Faedah lainnya dari kenyataan para rasul terkena sifat-sifat manusiawi adalah penghiburan hati dan pelipur lara bagi kita saat kita ditimpa derita yang serupa menimpa para rasul. Selain itu juga untuk memperingatkan kita akan ke-hina-an dunia dan kerendahan nilai duniawi.
Apabila seorang berakal sehat merenungi keadaan yang dialami para rasul: bagaimana rasa sakit yang mereka derita, bagaimana kemiskinan yang mereka alami dan tindakan menyakitkan yang mereka terima dari para penentangnya, tentu dia akan tahu betapa semua derita itu tidak berarti di hadapan Allah Ta’ala. Lalu dia akan berpaling dengan hatinya dari dunia ini serta menggatungkan qalbunya kepada Allah Ta’ala.

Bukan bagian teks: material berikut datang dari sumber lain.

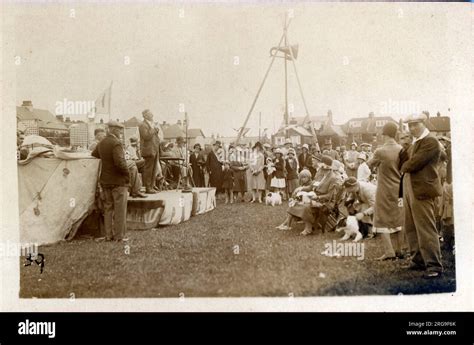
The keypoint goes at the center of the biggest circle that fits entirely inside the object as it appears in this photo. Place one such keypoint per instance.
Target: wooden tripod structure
(288, 55)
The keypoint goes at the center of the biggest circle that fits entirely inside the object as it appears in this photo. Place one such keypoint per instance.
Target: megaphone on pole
(286, 51)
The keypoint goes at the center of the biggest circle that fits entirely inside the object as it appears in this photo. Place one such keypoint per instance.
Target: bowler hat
(415, 118)
(390, 129)
(327, 161)
(114, 124)
(350, 182)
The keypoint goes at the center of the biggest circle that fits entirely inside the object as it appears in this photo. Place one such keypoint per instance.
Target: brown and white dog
(350, 229)
(273, 198)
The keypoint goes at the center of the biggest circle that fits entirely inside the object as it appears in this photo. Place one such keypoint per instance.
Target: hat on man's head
(258, 144)
(114, 124)
(444, 138)
(350, 182)
(390, 129)
(413, 118)
(327, 162)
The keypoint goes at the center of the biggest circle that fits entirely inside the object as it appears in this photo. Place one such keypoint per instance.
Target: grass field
(234, 250)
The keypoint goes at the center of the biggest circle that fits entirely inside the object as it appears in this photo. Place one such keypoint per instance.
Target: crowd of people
(401, 190)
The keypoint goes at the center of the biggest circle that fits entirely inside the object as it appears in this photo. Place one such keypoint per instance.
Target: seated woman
(323, 193)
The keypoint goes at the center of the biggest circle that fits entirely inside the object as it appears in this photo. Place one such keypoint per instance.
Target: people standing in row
(421, 185)
(305, 160)
(351, 161)
(214, 166)
(198, 163)
(256, 178)
(278, 182)
(363, 170)
(291, 172)
(114, 180)
(150, 150)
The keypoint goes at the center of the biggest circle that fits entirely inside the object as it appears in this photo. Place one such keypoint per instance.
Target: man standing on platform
(150, 150)
(421, 186)
(114, 179)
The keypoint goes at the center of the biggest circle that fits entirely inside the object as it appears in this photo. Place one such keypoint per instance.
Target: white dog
(273, 198)
(351, 229)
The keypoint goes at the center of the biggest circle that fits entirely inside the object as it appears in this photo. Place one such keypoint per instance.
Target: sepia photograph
(180, 150)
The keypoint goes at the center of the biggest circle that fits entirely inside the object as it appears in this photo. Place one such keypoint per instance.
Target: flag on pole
(102, 103)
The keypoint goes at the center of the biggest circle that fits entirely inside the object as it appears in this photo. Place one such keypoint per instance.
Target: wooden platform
(168, 207)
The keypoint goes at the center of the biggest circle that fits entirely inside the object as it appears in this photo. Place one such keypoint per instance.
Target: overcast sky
(353, 59)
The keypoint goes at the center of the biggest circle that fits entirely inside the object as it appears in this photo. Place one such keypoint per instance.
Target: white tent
(55, 196)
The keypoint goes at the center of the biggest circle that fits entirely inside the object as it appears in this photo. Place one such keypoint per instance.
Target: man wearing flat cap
(150, 150)
(361, 196)
(114, 180)
(421, 186)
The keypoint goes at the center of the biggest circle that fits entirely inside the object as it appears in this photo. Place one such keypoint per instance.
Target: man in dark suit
(421, 186)
(114, 179)
(305, 160)
(197, 162)
(150, 150)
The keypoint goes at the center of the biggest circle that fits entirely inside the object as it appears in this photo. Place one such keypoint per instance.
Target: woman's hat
(350, 182)
(305, 173)
(327, 162)
(390, 129)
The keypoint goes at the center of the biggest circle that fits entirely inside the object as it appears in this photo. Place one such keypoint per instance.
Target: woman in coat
(257, 180)
(388, 214)
(197, 162)
(239, 168)
(214, 166)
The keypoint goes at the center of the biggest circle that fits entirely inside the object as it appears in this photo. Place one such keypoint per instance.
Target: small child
(228, 183)
(279, 175)
(291, 171)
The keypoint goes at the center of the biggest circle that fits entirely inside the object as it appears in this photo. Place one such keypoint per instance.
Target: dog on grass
(351, 228)
(273, 198)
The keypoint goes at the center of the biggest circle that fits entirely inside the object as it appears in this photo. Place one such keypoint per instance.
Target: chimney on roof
(330, 117)
(28, 105)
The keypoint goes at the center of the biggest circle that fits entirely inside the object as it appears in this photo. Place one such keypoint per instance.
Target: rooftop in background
(45, 118)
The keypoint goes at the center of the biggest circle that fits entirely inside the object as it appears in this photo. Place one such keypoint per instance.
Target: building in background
(329, 133)
(42, 122)
(366, 129)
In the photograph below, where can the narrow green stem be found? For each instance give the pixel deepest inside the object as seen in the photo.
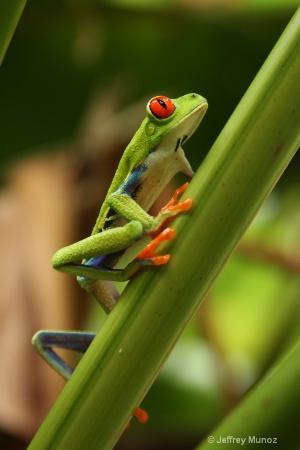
(238, 174)
(10, 13)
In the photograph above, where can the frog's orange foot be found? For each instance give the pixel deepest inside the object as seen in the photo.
(174, 207)
(148, 255)
(141, 415)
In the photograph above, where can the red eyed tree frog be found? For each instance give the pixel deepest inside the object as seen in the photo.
(149, 162)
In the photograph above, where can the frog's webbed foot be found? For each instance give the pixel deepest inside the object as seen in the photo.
(173, 207)
(148, 256)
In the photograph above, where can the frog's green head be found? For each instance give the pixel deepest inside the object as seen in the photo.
(169, 123)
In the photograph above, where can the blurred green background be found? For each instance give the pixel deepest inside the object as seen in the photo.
(64, 54)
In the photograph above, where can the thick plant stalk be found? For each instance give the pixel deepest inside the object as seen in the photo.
(238, 174)
(10, 13)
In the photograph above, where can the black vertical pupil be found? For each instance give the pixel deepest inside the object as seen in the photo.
(162, 103)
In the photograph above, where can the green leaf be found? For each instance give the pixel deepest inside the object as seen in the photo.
(10, 13)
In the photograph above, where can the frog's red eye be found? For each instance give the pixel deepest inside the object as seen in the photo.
(161, 107)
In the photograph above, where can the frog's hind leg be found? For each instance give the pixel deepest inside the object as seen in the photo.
(44, 341)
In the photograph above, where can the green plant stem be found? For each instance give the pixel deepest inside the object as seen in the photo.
(10, 13)
(239, 172)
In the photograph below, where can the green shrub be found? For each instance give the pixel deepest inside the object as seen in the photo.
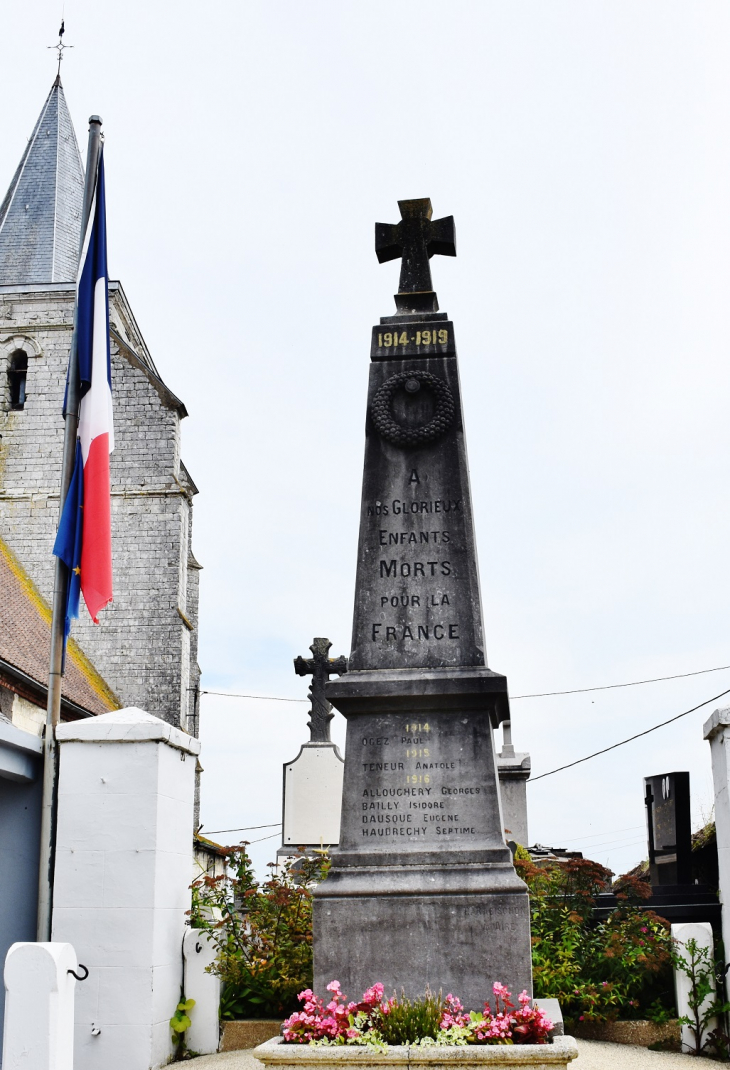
(602, 971)
(262, 933)
(411, 1020)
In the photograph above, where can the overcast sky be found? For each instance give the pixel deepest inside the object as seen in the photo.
(583, 150)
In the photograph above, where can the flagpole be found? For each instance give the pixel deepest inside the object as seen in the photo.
(60, 585)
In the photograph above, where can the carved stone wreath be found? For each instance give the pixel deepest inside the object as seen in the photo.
(412, 381)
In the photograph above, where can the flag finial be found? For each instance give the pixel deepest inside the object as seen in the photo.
(60, 47)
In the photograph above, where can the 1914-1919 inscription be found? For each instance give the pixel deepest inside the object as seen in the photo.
(417, 596)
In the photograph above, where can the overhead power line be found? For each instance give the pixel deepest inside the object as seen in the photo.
(267, 698)
(629, 739)
(247, 828)
(514, 698)
(609, 687)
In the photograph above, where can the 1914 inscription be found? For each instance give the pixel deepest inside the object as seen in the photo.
(422, 781)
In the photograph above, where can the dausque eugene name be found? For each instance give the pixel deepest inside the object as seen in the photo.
(419, 803)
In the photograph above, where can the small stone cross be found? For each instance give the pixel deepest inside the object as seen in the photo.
(415, 239)
(320, 668)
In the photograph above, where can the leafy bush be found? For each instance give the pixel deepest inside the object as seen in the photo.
(262, 933)
(598, 971)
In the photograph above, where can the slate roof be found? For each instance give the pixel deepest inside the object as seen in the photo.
(41, 215)
(25, 644)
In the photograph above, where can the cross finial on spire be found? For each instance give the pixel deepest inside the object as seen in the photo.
(415, 239)
(60, 47)
(320, 668)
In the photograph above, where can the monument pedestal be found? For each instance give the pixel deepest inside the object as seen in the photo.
(422, 889)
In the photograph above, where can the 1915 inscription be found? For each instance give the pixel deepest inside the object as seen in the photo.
(417, 782)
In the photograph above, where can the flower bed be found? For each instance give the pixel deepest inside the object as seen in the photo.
(378, 1022)
(278, 1055)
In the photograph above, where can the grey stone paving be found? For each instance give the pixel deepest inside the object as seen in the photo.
(594, 1055)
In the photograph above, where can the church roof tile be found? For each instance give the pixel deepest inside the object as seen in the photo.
(41, 214)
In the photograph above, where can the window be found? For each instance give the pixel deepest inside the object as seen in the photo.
(16, 376)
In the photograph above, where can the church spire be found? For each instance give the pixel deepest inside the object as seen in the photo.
(41, 214)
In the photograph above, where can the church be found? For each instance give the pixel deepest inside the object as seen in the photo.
(143, 652)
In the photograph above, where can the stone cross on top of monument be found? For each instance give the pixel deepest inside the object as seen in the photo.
(320, 668)
(415, 239)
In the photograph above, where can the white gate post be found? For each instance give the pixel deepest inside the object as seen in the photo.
(39, 1032)
(203, 1034)
(123, 871)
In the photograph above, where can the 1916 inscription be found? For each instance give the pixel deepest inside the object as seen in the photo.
(416, 781)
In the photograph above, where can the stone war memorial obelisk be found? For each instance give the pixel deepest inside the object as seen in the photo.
(422, 889)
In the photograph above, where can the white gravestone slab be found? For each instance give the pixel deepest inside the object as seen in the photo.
(122, 881)
(513, 769)
(313, 796)
(716, 730)
(39, 1030)
(701, 933)
(200, 951)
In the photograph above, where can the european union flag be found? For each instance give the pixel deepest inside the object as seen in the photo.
(67, 545)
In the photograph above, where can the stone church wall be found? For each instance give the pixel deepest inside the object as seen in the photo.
(146, 644)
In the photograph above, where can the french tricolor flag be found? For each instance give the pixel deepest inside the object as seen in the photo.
(84, 540)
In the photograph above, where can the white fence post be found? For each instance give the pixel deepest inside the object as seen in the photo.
(701, 933)
(39, 1032)
(203, 1034)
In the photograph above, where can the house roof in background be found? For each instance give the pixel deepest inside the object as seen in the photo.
(25, 643)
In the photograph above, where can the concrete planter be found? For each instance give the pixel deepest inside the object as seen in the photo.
(280, 1056)
(239, 1036)
(638, 1032)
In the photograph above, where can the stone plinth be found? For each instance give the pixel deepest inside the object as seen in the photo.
(422, 889)
(122, 881)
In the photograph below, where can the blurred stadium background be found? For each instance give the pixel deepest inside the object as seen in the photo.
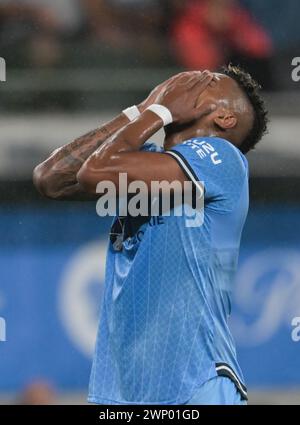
(71, 65)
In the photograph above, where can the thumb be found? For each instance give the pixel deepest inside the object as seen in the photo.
(203, 110)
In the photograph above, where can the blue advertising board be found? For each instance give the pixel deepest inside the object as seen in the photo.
(52, 269)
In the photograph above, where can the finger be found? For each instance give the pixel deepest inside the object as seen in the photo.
(201, 85)
(204, 109)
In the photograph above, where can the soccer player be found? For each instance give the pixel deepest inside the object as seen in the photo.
(163, 336)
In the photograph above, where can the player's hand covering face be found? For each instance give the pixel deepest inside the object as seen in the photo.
(181, 94)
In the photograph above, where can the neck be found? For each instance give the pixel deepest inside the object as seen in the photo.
(180, 134)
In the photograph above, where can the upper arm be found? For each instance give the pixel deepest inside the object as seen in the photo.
(218, 166)
(147, 167)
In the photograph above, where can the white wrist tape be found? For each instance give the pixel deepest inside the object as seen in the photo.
(132, 112)
(162, 112)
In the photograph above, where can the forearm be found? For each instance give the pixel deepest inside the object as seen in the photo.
(56, 176)
(111, 157)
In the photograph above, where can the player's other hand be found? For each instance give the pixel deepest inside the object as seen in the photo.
(180, 95)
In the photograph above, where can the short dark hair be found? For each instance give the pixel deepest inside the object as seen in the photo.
(252, 90)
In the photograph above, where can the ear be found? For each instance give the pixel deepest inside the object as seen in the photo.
(225, 119)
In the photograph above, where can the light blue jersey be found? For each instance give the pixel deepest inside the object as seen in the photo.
(163, 331)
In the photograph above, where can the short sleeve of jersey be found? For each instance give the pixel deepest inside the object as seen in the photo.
(220, 167)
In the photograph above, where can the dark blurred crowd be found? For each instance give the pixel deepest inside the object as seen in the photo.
(191, 34)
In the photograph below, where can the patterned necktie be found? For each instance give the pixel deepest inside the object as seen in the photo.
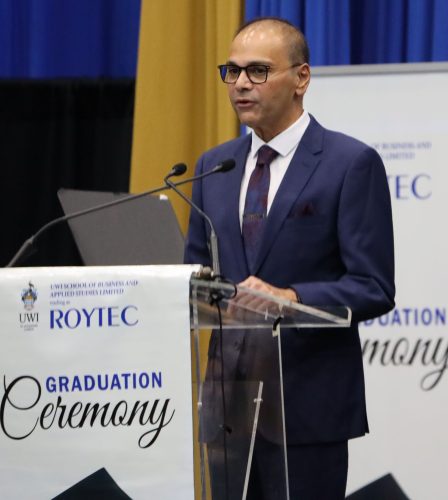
(256, 204)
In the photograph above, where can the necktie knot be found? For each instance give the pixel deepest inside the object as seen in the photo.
(265, 155)
(255, 208)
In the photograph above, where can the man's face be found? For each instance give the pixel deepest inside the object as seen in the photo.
(270, 107)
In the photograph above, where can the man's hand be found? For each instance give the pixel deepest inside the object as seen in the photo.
(262, 286)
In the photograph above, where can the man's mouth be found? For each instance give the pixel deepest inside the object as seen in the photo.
(244, 103)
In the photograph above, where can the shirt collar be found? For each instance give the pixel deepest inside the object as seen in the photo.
(287, 140)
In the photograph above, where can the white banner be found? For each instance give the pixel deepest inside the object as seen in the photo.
(95, 377)
(402, 111)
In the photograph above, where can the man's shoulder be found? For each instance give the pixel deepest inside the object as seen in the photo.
(226, 150)
(339, 139)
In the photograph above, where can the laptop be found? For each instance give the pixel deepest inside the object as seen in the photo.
(144, 230)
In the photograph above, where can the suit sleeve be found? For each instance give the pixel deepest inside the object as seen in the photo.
(365, 239)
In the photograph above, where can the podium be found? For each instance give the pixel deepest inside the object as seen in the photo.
(239, 390)
(96, 382)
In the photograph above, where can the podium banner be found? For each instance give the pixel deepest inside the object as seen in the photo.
(95, 392)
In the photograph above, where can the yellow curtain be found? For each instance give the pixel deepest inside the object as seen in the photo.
(181, 106)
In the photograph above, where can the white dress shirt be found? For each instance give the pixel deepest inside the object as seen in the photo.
(285, 144)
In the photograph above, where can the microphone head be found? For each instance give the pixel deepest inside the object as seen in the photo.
(178, 169)
(225, 165)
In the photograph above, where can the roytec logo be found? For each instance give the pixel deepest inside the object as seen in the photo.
(29, 319)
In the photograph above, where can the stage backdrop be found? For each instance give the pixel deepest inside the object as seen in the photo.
(95, 383)
(401, 110)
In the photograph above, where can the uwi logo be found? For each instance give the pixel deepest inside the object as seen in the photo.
(29, 297)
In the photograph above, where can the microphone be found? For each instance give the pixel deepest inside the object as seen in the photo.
(177, 170)
(224, 166)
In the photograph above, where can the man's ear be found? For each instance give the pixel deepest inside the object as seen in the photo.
(303, 80)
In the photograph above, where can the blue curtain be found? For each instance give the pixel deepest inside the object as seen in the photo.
(365, 31)
(68, 38)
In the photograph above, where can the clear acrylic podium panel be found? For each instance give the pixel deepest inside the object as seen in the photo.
(238, 386)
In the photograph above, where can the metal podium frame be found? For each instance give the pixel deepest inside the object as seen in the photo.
(240, 396)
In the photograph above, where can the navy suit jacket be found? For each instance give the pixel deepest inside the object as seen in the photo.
(329, 236)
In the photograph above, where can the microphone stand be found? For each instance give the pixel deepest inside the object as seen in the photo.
(29, 243)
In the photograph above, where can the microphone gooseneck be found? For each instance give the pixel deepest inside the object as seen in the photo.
(177, 170)
(224, 166)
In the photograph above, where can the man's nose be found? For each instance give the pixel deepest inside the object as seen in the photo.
(243, 80)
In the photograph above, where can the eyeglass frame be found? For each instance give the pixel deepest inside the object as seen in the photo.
(241, 68)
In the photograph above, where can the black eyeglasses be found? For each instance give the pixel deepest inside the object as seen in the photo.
(257, 73)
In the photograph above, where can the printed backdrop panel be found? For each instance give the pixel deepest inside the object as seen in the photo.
(402, 112)
(95, 381)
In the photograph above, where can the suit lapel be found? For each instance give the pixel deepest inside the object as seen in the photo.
(233, 187)
(301, 168)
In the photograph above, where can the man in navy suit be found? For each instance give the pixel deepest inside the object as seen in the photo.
(326, 239)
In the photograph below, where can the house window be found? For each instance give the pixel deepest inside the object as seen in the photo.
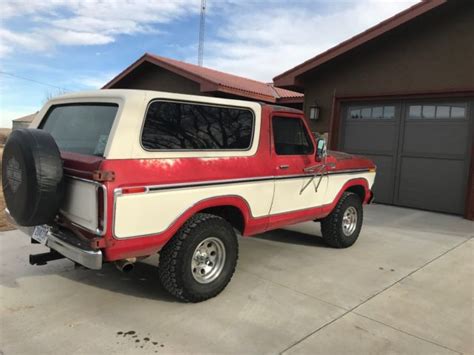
(372, 112)
(290, 137)
(433, 111)
(192, 126)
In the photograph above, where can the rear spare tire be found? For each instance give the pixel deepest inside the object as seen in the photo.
(32, 177)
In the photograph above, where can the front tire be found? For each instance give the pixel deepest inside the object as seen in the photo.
(199, 261)
(341, 228)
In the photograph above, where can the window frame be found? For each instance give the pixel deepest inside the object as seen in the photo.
(252, 138)
(85, 103)
(307, 131)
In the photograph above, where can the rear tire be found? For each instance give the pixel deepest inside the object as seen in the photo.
(341, 228)
(199, 261)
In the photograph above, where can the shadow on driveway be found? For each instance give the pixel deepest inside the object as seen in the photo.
(292, 237)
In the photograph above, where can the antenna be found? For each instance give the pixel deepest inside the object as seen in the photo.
(202, 25)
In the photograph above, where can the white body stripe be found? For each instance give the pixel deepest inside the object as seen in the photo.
(155, 211)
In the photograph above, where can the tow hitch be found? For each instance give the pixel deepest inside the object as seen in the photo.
(43, 258)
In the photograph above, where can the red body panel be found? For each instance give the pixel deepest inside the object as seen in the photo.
(146, 172)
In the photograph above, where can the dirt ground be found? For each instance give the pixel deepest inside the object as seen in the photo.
(4, 225)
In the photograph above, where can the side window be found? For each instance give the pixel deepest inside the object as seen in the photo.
(291, 137)
(189, 126)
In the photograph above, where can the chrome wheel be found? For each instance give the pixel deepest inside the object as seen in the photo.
(208, 260)
(349, 221)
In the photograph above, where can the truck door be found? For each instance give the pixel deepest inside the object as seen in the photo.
(297, 192)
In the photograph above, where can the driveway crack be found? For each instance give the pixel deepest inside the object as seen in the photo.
(378, 293)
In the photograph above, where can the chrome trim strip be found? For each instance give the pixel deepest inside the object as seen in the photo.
(151, 188)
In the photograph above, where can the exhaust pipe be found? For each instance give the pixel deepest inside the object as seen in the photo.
(125, 265)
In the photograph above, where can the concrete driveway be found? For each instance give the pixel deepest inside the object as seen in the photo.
(405, 287)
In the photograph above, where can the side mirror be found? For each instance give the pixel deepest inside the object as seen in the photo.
(321, 150)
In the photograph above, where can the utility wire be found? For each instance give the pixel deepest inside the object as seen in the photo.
(34, 81)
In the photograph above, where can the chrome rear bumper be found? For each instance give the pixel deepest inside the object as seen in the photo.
(62, 243)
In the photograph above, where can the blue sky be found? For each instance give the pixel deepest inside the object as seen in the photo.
(79, 45)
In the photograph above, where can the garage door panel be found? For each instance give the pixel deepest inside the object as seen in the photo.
(434, 184)
(421, 148)
(368, 137)
(448, 139)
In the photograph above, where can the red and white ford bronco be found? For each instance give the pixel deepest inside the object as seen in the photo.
(118, 175)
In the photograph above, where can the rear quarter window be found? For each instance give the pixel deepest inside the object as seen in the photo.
(192, 126)
(80, 128)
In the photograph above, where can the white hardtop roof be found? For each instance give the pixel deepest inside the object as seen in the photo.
(127, 94)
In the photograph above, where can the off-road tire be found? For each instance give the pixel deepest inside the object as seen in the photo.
(332, 225)
(174, 268)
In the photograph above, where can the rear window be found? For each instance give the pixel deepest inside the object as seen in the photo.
(189, 126)
(80, 128)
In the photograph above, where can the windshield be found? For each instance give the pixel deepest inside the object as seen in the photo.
(80, 128)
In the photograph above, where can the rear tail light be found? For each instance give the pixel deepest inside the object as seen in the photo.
(134, 190)
(101, 208)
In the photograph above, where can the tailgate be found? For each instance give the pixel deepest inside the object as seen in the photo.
(80, 204)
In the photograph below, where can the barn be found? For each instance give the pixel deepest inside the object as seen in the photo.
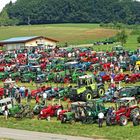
(26, 42)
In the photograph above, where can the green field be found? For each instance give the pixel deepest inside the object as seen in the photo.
(73, 34)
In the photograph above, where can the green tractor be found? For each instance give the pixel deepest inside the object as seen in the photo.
(89, 113)
(72, 114)
(86, 89)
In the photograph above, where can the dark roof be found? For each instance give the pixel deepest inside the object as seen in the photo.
(24, 39)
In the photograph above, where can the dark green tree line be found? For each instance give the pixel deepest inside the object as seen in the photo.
(74, 11)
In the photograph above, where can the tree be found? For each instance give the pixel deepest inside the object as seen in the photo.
(122, 37)
(138, 39)
(74, 11)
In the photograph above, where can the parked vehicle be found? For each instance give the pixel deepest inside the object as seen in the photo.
(86, 89)
(126, 109)
(3, 102)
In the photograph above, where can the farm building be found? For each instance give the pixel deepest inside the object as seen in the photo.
(26, 42)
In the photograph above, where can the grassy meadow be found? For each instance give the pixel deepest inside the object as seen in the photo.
(73, 34)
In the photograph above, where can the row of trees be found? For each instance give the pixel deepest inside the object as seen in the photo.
(74, 11)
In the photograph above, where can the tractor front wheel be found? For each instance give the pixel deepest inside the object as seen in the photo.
(123, 120)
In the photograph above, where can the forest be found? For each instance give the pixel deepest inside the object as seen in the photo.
(70, 11)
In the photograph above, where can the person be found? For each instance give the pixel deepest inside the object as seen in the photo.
(6, 112)
(100, 118)
(37, 99)
(29, 97)
(44, 97)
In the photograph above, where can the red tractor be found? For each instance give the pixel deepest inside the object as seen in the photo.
(133, 78)
(38, 91)
(1, 92)
(50, 111)
(120, 77)
(126, 109)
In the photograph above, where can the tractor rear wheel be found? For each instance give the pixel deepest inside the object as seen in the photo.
(58, 111)
(63, 119)
(101, 91)
(135, 121)
(87, 95)
(134, 113)
(108, 121)
(123, 120)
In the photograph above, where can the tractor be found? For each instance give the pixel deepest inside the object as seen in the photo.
(118, 50)
(126, 108)
(130, 91)
(70, 115)
(24, 112)
(37, 108)
(15, 109)
(86, 89)
(50, 111)
(85, 112)
(136, 119)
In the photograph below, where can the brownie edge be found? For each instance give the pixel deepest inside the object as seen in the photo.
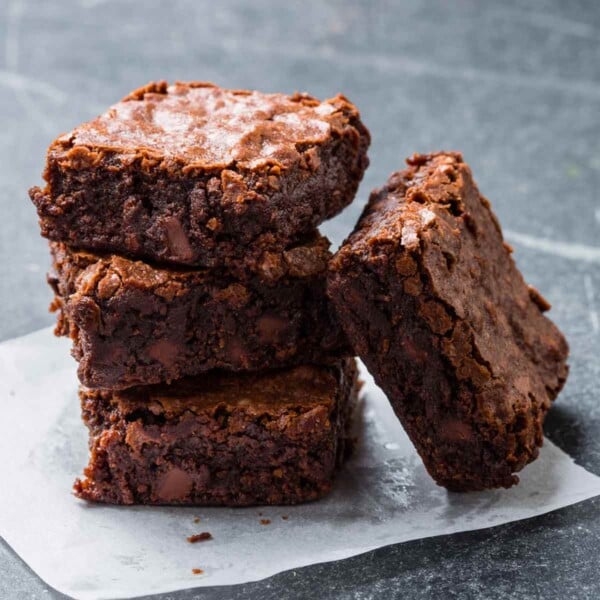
(132, 323)
(198, 175)
(432, 301)
(220, 439)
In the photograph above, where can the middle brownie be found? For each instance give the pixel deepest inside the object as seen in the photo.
(132, 323)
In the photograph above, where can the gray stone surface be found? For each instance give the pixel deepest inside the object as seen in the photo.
(515, 86)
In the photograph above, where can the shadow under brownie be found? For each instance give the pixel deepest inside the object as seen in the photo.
(433, 303)
(221, 438)
(195, 174)
(135, 324)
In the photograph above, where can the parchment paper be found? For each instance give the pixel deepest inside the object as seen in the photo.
(383, 496)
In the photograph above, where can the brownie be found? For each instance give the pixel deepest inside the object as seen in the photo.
(220, 438)
(433, 303)
(195, 174)
(134, 324)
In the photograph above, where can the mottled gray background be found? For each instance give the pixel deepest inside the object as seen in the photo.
(514, 85)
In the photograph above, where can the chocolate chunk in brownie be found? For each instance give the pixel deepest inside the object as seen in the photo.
(134, 324)
(220, 439)
(195, 174)
(433, 303)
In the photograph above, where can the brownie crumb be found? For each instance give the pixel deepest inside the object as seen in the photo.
(200, 537)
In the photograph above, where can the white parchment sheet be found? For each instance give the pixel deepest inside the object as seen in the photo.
(383, 496)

Kenyataan para rasul terkena sifat-sifat manusiawi juga merupakan petunjuk dari Allah Ta’ala bahwa mereka adalah hamba-hamba-Nya. Sehingga orang-orang yang lemah tidak merasa lemah hati melihat mukjizat-mukjizat agung yang muncul di tangan para rasul.
Kami mengatakan bahwa yang mungkin adanya dalam diri para rasul itu adalah sifat-sifat manusiawi yang tidak menafikan keluhuran derajat mereka, untuk mengecualikan sifat-sifat yang dapat menghilangkan keluhuran derajat mereka, seperti buta, lepra, gila dan sifat lain yang membuat orang lari dari mereka. Atau seperti makan di tengah jalan dan perbuatan-perbuatan lain yang dinilai rendah. Atau mimpi (ihtilam) yang muncul dari setan.